第153期 #10

銀座、仁坐、隼坐

梅雨入り間近の銀座は着物も衣替えの季節。3年前、ロンドンでオリンピックが行われた時期、この6月は日本からメデイアの顧客が大挙、ロンドン競技場の放送、メデイアセンターへの機材輸送でごった返していた。通常、放送センターは国際展示場、ビックサイトのような会場にそれぞれエリアが割り振られ、その場所場所にスタジオやオフィスを作製し、終了すればすべて壊す方法を取るのであるが、ロンドン五輪の場合、施設そのものを簡単に作り上げ、終了後すべて解体するため、大きなは搬入口やエレベーターなど特別仕様の設備は全くなく、そのため、搬入、搬出は混雑を極め、すべての輸送業者は段取りをいかにスムースに行うか、管理監督が求められていた。

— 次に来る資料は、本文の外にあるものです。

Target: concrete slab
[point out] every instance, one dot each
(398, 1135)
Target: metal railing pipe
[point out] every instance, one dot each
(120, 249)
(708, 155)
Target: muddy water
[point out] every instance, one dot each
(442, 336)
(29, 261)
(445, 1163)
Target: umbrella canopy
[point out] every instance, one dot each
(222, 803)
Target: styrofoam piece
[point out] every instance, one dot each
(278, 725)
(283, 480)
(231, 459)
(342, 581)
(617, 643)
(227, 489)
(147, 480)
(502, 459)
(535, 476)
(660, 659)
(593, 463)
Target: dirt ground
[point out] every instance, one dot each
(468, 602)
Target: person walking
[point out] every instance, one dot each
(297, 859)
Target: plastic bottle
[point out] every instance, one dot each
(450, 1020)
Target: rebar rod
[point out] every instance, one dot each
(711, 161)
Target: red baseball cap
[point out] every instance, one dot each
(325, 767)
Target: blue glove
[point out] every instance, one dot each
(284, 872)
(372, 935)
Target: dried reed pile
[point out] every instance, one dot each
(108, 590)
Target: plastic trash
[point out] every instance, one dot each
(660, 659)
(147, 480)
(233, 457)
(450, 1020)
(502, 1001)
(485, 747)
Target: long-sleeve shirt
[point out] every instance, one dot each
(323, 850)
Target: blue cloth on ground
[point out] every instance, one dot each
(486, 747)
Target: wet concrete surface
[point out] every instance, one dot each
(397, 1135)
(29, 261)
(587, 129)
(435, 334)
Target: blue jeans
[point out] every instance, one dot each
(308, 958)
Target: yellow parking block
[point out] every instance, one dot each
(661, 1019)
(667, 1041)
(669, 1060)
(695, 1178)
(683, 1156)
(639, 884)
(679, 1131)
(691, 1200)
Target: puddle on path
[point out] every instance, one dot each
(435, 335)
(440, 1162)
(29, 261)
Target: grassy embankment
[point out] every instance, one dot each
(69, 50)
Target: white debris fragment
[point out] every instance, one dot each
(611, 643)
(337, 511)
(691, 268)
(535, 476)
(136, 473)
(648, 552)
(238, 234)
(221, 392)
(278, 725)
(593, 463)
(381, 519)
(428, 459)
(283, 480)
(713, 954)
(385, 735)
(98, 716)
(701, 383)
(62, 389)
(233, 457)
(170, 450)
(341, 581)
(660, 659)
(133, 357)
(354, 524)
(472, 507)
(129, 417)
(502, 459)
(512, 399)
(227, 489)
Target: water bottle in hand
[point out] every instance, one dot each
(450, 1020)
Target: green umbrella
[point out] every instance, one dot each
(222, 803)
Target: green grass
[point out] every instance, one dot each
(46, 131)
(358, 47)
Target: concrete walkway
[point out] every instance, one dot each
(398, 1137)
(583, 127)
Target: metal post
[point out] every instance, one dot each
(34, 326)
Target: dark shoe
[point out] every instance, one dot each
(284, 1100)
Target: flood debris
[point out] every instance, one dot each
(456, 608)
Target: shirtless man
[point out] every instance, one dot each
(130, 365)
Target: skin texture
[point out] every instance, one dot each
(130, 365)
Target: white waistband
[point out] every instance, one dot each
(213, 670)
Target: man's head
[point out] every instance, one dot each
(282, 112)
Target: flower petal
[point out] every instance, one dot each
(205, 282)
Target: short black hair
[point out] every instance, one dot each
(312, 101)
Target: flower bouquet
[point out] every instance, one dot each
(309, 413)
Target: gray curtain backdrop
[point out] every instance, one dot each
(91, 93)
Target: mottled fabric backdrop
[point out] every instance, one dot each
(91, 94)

7月中旬から開催であるが1か月前から乗り込む顧客のため、当社も現地入りし、充分な打ち合わせをしたのだが、それはそれ、欧州の気質というか、なかなかうまくいかず、警備も厳しいことも相まって、混乱を極めたのである。
吉田は顧客と銀座の娘たちとママを引き連れ、鉄板焼肉のレストランで、初夏の彩りを深めた、花々を鏤めた熱い俎板にシェフを取り囲んだのであった。と突然、車エビの油のかたまりが一人の女子の着物に向かってパーンと激しい音とともにはじけた。着物は無事だったが、前掛けの胸元に油が広がった。「申し訳ございません」シェフが謝ると「大丈夫です」と女子の大きな声、と突然、吉田の携帯が鳴り、事務所からロンドンの搬入がうまくいかず、本日の現地午前の打ち合わせで困っているいるとの事。直接、現地顧客から吉田に電話が入るとのこと。
「申し訳ございません、現在、大変混雑しておりまして、時間が掛かっております、もうしばらくご辛抱願います」しかし顧客からは大丈夫ですとは返ってこなかった。しかし、ちょうど、一緒に食事をしていたのがこの顧客の技術系のトップの方、吉田が食事中に困惑しているのを見て、あとで懲らしめておいたとの事。本人が大丈夫ですといったかどうかは知らないが、その夜はいろいろな意味で盛り上がった。夏の五輪とワールドカップサッカーは2年ごとに開催するが、今年は女子のワールドカップが前回優勝を受け、期待されカナダで開催となる。7月中旬には連続優勝を掛け、なでしこが歓喜に踊るチャンピオンのセレモニーがまた、見られるか。銀座のなでしこもさらに彩りを増し、浴衣、夏のコスプレのシーズンで盛り上がるのである。